ANN architecture used for predicting weld shear strength and weld seam width

The ANN architecture consists of different layers, including the input layer, hidden layers, and output layer. Neurons in the input layer do not use a transfer function, while neurons in the hidden layers and output layer employ a log-sigmoid transfer function. This choice of transfer function allows the neurons to produce outputs ranging from 0 to 1, which is appropriate for the prediction task. Figure 17 shows the performance convergence diagram of the ANN architecture after training. This diagram illustrates the progress of the network's performance during training epochs. The best validation performance achieved is 335.0634 at epoch 14, indicating that the network's performance, as evaluated on the validation set, is optimal at this stage of training. The utilization of the Levenberg–Marquardt Learning Algorithm, along with the specific ANN architecture and training methodology, enables the accurate prediction of weld shear strength and weld seam width.

Fig. 17
figure 17

Convergence diagram of the 5-11-6-2 network architecture

The regression plots shown in Fig. 18 are used to evaluate the fitness of the ANN model. Figure 18a shows a comparison of anticipated and actual data for the training patterns. It is evident from this figure that the predicted values have little error, demonstrating a remarkable level of accuracy in capturing the underlying patterns in the training dataset. Figure 18b and c present the comparison of actual and predicted data for the validation and testing patterns, respectively. These plots reveal a close agreement between the ANN predictions and the actual response values. The close agreement of the data points in both the validation and testing plots indicates the model's exceptional ability to generalize and yield precise predictions.

Fig. 18
figure 18

Actual and predicted data regression plots for weld shear strength and weld seam width

The efficacy of the developed ANN model is further assessed by an impressive R-squared value of 0.99, as shown in Fig. 18d. This confirms the predictability and robustness of the developed ANN, putting confidence in its capability to deliver precise predictions for both weld shear strength and weld seam width. Tables 4 and 5 supplement the regression plots by displaying the prediction error percentages for the chosen ANN architecture across all test samples. These tables give a summary of the prediction errors pertaining to weld shear strength and weld seam width, allowing for a thorough inspection of the model's performance. Together, the regression graphs, R-squared value, and prediction error percentages highlight the excellent prediction ability of the developed ANN model.
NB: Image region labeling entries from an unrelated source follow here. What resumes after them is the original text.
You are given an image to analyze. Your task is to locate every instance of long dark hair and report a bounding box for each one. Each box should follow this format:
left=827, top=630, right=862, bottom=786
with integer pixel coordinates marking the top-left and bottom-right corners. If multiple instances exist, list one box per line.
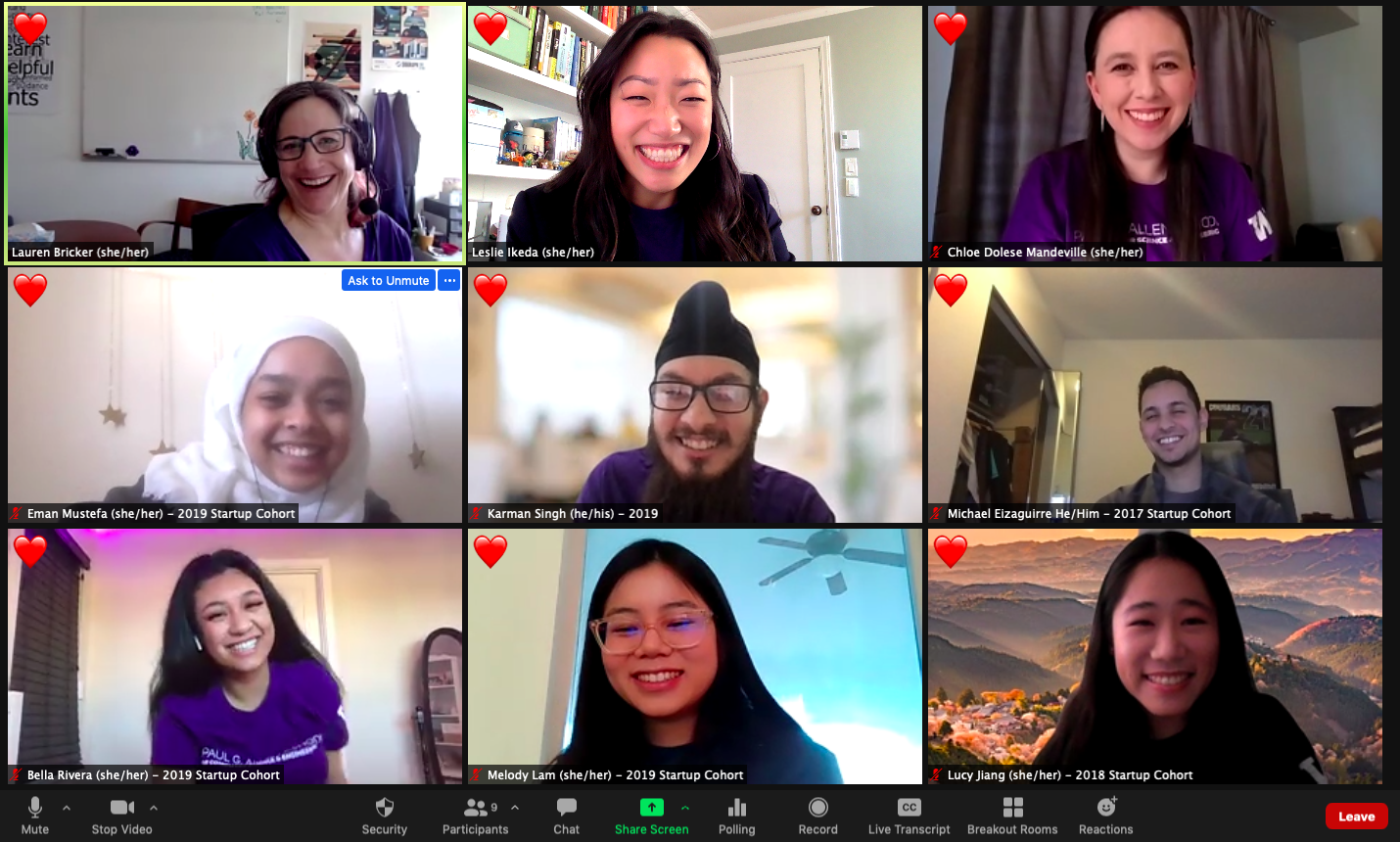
left=1036, top=533, right=1259, bottom=767
left=1075, top=6, right=1204, bottom=260
left=553, top=538, right=804, bottom=767
left=147, top=549, right=345, bottom=728
left=544, top=11, right=777, bottom=260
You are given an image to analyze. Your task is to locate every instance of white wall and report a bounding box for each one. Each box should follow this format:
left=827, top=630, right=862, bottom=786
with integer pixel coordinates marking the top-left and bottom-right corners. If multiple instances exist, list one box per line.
left=1063, top=339, right=1380, bottom=517
left=1293, top=6, right=1384, bottom=221
left=9, top=267, right=462, bottom=523
left=924, top=266, right=1058, bottom=503
left=465, top=530, right=564, bottom=764
left=76, top=530, right=462, bottom=784
left=6, top=4, right=465, bottom=250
Table 4 Comparison of actual and predicted outputs for test data of weld shear strength
Table 5 Comparison of actual and predicted outputs for test data of weld seam width

Figure 19a and b provides a comparison of actual and predicted weld shear strength and weld seam width for test data, respectively, and show that they are in good agreement.

Fig. 19
figure 19

Actual and ANN prediction of a weld shear strength and b weld seam width for test data

Figure 20a and b presents the comparison of actual and predicted weld shear strength, and actual and predicted weld seam width, respectively, for training patterns. It can be clearly observed from the line diagram that most of the predicted data points match with the actual fitted data points, which confirms the adequacy of the developed model.

Fig. 20
figure 20

Line diagram with best fit of actual and ANN prediction of a weld shear strength and b weld seam width, for training patterns

The weights and biases are now extracted from the trained model, and the predicted values are obtained. The inputs are normalized and fed into the mathematical equation for ANN. The outputs are then de-normalized to get the predicted values.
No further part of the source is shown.